I'm hesitant to recommend any one particular food because there are so many. I share your puzzlement about this because the product has 4.4 on fibre and already contains pumpkin, butternut squash and other things that should promote a healthy digestive system and colon. Are you sure that your dog is constipated? The true constipated stool is one that is hard and passed in small pieces - very much like rabbit droppings. I assume he has been wormed since you brought him home? It's two years since my youngest was a baby but IIRC worming should be done at regular intervals until they are 6 months. Of course the regime depends upon the product used.
Anyway, back to food. If you don't have any success with your extra measures, check out the
Dog Food Directory. I've just applied the following Filters:
Type of Food - dry complete
Food Properties - natural, hypoallergenic, clearly labelled.
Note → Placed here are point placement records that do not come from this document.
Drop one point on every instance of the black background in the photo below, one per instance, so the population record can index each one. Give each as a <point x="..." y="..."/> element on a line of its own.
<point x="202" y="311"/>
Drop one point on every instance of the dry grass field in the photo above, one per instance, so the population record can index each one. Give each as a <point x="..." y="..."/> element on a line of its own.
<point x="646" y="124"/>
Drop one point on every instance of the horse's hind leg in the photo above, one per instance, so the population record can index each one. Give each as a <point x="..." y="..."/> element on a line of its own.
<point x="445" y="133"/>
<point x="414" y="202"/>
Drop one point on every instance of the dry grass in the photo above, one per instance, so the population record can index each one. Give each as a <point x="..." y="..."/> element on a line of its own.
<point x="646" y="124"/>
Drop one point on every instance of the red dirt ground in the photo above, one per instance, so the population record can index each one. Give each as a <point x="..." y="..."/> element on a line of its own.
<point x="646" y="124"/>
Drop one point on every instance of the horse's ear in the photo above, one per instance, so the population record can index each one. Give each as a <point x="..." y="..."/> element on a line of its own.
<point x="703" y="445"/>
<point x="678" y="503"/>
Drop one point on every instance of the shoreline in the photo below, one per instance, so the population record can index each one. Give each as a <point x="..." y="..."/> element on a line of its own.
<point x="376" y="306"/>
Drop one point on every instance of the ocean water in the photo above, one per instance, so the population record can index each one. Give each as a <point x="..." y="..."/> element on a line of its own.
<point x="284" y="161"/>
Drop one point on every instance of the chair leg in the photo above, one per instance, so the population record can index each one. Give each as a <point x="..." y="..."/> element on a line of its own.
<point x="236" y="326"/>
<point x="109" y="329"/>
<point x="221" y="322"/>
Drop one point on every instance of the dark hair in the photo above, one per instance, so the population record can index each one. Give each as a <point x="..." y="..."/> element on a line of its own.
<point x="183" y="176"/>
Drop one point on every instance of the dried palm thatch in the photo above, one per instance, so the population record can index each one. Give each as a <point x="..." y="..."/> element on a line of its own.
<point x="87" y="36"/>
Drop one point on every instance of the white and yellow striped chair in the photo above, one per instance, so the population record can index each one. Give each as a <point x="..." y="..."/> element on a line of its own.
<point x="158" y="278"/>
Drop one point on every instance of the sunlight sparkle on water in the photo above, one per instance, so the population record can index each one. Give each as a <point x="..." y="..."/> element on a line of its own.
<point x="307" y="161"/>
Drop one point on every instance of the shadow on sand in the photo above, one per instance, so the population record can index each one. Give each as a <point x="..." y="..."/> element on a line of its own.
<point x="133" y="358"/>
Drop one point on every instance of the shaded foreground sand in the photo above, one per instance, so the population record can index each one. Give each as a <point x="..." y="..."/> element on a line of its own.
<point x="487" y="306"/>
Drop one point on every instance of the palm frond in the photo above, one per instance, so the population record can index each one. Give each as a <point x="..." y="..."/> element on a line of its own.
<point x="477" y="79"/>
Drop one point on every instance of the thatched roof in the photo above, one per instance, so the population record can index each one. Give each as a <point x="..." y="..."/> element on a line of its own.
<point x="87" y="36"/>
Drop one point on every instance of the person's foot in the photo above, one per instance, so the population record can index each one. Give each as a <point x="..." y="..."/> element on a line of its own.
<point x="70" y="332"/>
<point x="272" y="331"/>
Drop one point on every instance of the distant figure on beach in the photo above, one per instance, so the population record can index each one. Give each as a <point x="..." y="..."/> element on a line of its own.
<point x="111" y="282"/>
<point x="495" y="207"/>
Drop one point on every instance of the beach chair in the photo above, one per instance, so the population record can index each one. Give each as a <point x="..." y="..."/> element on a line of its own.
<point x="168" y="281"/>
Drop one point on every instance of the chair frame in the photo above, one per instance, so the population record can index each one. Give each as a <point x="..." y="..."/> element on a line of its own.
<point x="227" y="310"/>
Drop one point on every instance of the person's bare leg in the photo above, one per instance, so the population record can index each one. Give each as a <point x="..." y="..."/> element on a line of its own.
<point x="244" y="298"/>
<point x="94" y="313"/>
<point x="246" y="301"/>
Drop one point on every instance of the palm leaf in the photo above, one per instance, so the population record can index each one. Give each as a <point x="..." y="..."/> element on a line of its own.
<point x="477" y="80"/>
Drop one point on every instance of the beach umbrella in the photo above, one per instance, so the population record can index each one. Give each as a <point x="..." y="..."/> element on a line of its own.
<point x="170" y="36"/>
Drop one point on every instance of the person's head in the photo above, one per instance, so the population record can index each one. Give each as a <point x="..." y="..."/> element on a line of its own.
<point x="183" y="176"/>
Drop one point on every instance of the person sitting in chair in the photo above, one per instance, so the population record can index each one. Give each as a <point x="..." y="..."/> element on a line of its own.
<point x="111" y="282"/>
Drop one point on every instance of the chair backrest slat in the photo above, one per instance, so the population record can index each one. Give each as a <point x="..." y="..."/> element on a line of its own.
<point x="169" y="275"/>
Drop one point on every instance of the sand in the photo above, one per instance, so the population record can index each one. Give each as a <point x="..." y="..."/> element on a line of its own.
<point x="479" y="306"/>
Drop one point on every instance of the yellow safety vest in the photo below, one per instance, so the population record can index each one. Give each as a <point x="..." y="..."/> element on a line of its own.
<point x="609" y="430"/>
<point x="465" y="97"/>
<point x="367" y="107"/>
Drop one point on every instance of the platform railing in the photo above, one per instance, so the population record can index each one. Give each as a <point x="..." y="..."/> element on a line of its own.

Rating - moving the slider, I selected 4 to 5 because your current food is in this category.
Avoid Ingredients - all red ingredients.
You can tweak the filters yourself if there is something you don't (or do) want. If you want to increase the choice you can reduce the star rating. These are a good indication of quality but some dogs do better on products that are a little lower in them.
It returned four pages for me and it is then a case of going through each one to see which might fit the bill. Maybe it would be useful to look for products with brown rice and oats but also a good fibre value. For instance, Barking Heads Puppy Days has brown rice, potato and oats. Fibre is average at 3.3. Beet pulp is not thought much of by some but it does provide dietary fibre so it might be worth looking at products that contain this. Information about beet pulp can be found
here.
Hopefully your new regime of feeding might help your Dachshund's problem but if not there is plenty there to look at.